Justin wants to use 188ft of fencing to, fence off the greatest possible retangular area for a garden. What dimensions should he use? What will be the area of the garden?

The greatest area that can be enclosed by a given amount of material will always be a square ...

M=2L+2W so we can say:

2L=M-2W

L = (M-2W) / 2

area is:

A=LW and using L from above:

A=W (M-2W) / 2

A = (MW-2W^2) / 2

dA/dW = (M-4W) / 2

d2A/dW2=-4

Since acceleration, d2A/dW2, is a negative constant, when velocity, dA/dW=0, it is at an absolute maximum for A (W).
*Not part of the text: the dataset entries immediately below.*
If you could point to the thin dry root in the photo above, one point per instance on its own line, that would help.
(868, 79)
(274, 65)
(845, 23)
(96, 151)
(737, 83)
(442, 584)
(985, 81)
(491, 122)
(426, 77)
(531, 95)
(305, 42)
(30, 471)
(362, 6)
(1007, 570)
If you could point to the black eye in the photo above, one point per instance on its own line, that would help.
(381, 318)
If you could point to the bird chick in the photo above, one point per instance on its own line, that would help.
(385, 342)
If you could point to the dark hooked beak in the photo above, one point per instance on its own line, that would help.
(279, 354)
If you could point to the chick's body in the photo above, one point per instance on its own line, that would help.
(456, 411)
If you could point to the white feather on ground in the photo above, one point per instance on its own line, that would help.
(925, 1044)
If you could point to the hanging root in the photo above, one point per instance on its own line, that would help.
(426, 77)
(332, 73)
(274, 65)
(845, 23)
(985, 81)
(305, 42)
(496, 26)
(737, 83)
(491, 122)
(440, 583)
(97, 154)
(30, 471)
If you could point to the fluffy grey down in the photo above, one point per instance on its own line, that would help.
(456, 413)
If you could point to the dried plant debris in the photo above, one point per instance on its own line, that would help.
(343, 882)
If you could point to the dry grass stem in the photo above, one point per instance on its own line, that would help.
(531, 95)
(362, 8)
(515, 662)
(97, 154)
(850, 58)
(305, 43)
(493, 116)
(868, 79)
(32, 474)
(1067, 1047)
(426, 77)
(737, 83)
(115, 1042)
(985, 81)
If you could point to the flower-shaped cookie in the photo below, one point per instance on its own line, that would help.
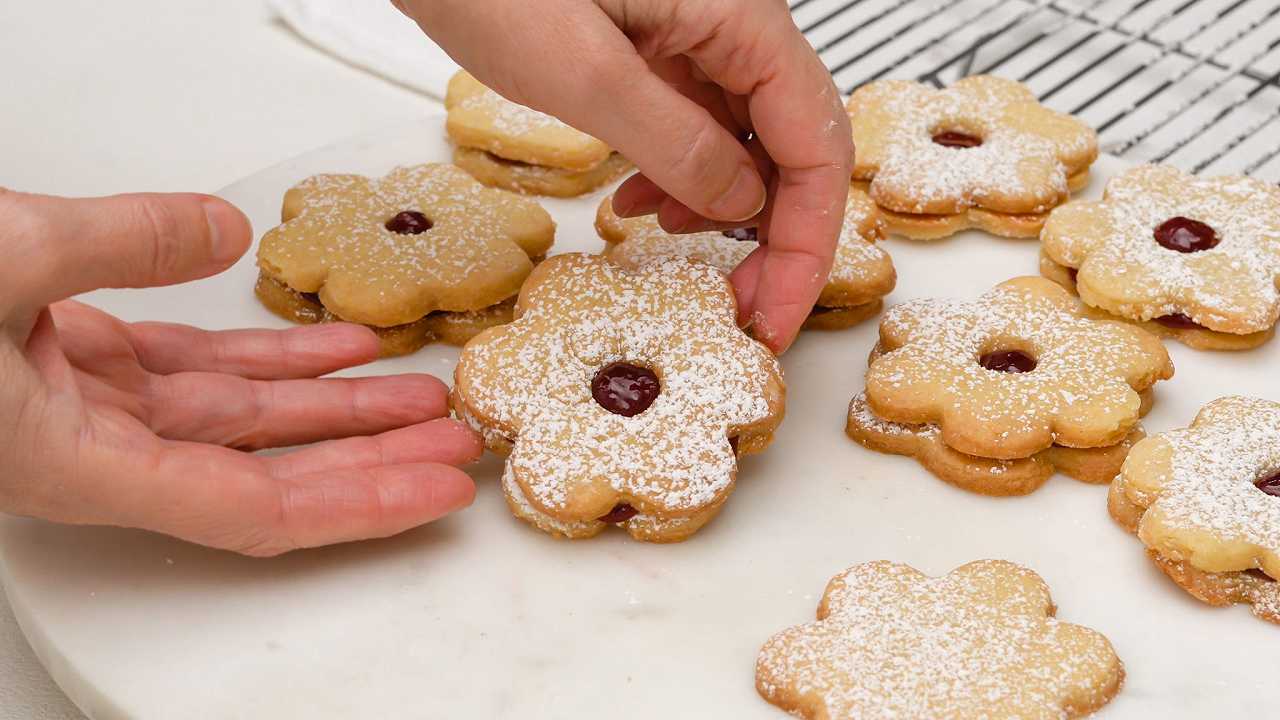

dA/dW=0 only when M-4W=0, 4W=M, W=M/4

from earlier we found L = (M-2W) / 2 and using W from above we get:

L = (M-M/2) / 2

L = (2M-M) / 4

L=M/4

So L=W=M/4, thus it is a square.

That's the proof, anyway ...

188=2x+2y

94=x+y

y=94-x

A=xy and using y from above:

A=94x-x^2

dA/dx=94-2x, d2A/dx2=-2, as explained earlier, since acceleration is a negative constant, when dA/dx=0, it is at an absolute maximum for A (x).

dA/dx=0 only when 94-2x=0, 2x=94, x=47

and from earlier, y=94-x, so y=94-47

y=47

So the dimensions that produce the greatest area are:

47ft by 47ft

And thus the greatest area is:

47^2=2209 ft^2